The U.S. Cattlemen's Association has asked the U.S. Department of Agriculture to develop an official definition for terms like "meat" and "beef", as plant-based alternatives to meats continue to grow in popularity and lab-grown/cultured meat may be coming soon:

Companies like Impossible Foods and Beyond Meat are combining plant-based ingredients and science, rather than animals, to create fake-meat burgers and other products that taste like the real thing.

Now U.S. Cattlemen's Association is looking to draw a line in the sand. The association launched what could be the first salvo in a long battle against plant-based foods. Earlier this month, the association filed a 15-page petition with the U.S. Department of Agriculture calling for an official definition for the term "beef," and more broadly, "meat."

"While at this time alternative protein sources are not a direct threat to the beef industry, we do see improper labeling of these products as misleading," said Lia Biondo, the association's policy and outreach director. "Our goal is to head off the problem before it becomes a larger issue."

[...] While these foods are commonly dubbed "fake meat," there's a little more to the meat-substitute market than that. The Good Food Institute, which advocates a sustainable food supply, breaks it down into two categories: clean meat and plant-based meat. Clean meat refers to "meat" grown in a lab from a small amount of animal stem cells. This kind of meat isn't on the market yet, but it's in development. Plant-based meat is anything that mimics traditional meat but is made mainly using plant ingredients.

Here's an idea: define "meat" for the Cattlemen's Association, then tax it with an exemption for "lab-grown meat".

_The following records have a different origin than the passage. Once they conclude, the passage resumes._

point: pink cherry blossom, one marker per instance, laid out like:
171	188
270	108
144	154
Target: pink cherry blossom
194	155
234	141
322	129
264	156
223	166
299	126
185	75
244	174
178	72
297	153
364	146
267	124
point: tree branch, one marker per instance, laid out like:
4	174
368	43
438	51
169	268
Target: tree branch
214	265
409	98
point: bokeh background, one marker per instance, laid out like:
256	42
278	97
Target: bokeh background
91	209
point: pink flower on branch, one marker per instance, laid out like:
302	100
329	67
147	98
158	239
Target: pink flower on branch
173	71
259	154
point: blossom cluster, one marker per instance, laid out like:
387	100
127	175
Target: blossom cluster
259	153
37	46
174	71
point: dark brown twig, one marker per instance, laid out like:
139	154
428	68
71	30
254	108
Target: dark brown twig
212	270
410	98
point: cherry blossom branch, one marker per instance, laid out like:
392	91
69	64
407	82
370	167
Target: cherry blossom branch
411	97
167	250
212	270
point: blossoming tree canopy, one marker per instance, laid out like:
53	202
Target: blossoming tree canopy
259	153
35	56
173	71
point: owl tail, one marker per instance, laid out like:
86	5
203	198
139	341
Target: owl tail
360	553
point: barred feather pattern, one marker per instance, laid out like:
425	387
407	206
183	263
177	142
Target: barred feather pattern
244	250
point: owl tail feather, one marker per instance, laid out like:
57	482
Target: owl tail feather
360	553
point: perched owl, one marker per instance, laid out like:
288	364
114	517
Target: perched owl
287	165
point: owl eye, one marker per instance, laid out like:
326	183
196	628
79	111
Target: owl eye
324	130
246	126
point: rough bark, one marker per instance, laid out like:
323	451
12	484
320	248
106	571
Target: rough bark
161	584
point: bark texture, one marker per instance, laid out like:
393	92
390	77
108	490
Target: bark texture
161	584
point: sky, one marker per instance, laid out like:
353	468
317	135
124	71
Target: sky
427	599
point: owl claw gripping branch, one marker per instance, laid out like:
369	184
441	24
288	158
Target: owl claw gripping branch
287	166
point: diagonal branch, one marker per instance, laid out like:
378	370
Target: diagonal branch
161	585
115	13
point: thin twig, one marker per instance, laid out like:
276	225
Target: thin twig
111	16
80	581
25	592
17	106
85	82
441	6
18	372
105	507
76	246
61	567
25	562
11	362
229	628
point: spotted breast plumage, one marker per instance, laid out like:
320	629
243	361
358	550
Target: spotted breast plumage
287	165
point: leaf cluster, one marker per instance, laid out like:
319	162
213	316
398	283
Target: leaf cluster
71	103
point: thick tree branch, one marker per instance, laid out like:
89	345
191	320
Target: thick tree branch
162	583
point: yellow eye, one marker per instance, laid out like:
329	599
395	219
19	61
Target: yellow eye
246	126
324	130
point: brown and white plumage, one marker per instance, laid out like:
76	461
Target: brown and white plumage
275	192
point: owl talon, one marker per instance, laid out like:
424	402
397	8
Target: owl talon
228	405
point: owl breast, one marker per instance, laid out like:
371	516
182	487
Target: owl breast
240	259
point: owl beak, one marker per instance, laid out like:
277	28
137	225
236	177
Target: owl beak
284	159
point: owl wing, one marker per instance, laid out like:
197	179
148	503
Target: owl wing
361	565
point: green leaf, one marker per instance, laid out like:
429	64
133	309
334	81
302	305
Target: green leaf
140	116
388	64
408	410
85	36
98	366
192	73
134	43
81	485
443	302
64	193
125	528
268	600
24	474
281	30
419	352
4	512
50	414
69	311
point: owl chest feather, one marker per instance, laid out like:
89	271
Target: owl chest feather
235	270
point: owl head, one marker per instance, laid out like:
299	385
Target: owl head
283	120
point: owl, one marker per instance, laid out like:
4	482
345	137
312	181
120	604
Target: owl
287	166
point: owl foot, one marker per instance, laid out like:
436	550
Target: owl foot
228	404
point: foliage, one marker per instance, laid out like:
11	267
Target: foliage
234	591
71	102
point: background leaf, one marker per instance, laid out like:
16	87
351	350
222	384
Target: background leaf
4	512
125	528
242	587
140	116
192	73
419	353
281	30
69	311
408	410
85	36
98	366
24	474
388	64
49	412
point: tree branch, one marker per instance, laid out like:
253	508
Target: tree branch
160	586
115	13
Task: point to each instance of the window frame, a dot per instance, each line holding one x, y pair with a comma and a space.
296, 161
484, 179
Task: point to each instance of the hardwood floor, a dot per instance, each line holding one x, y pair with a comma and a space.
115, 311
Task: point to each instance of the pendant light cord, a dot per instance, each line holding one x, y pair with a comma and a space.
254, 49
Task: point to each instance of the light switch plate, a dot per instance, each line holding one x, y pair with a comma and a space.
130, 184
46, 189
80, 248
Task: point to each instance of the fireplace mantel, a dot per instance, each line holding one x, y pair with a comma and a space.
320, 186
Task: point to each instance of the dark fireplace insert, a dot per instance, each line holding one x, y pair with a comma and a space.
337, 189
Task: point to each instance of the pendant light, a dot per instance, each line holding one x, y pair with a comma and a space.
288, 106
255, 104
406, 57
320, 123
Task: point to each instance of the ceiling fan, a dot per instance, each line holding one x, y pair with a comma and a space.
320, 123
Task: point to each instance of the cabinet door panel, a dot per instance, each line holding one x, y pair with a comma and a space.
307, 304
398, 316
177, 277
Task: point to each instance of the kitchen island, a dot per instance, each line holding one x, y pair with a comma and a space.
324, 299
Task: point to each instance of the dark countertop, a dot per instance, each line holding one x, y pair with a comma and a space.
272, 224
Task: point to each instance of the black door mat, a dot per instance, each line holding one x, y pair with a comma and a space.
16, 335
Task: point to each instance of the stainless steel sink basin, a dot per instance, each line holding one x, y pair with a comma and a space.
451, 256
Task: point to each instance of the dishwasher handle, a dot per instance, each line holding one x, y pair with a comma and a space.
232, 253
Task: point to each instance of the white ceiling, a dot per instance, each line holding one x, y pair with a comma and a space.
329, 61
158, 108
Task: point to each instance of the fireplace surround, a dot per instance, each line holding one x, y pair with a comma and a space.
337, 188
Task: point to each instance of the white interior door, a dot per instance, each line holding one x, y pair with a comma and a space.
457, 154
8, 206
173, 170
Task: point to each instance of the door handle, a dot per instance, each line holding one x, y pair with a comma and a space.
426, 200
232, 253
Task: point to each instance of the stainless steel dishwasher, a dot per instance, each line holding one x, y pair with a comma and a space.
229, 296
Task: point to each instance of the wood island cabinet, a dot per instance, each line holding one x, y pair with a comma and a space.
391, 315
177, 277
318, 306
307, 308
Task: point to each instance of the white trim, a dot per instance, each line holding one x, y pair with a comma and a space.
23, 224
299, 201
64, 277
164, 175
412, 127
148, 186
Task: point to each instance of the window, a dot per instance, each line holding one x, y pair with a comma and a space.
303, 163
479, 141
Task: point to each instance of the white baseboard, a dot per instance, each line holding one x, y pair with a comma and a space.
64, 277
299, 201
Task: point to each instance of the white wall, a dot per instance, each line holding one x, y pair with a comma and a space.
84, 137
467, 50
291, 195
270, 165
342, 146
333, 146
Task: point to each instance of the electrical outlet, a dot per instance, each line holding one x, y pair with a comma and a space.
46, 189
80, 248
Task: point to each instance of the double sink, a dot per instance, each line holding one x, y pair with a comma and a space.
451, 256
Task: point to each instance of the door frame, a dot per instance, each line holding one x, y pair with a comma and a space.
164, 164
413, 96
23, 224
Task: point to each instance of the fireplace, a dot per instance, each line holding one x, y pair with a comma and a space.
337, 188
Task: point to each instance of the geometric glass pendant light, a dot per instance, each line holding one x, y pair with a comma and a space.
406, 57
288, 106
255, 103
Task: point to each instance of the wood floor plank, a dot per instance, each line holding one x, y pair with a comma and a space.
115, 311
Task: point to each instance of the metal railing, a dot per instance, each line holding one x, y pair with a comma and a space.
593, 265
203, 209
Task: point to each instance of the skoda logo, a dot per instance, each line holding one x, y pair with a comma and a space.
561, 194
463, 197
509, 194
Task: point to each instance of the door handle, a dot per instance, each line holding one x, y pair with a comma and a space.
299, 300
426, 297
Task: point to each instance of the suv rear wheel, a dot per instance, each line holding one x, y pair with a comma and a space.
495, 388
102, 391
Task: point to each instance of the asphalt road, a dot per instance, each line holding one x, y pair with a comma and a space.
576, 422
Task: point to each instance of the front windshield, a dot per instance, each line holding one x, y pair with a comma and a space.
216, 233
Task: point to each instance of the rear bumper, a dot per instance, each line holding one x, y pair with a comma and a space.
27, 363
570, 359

Related: Lab-Grown Pork Closer to Reality
Lab-Grown Chicken (and Duck) Could be on the Menu in 4 Years
Inside the Strange Science of the Fake Meat that 'Bleeds'
Impossible Foods Just Raised $75 Million for Its Plant-based Burgers
Cargill, Bill Gates, Richard Branson Backed Memphis Meats Expects Meat From Cells in Stores by 2021
Meat Tax Proposed for Sake of Human and Environmental Health.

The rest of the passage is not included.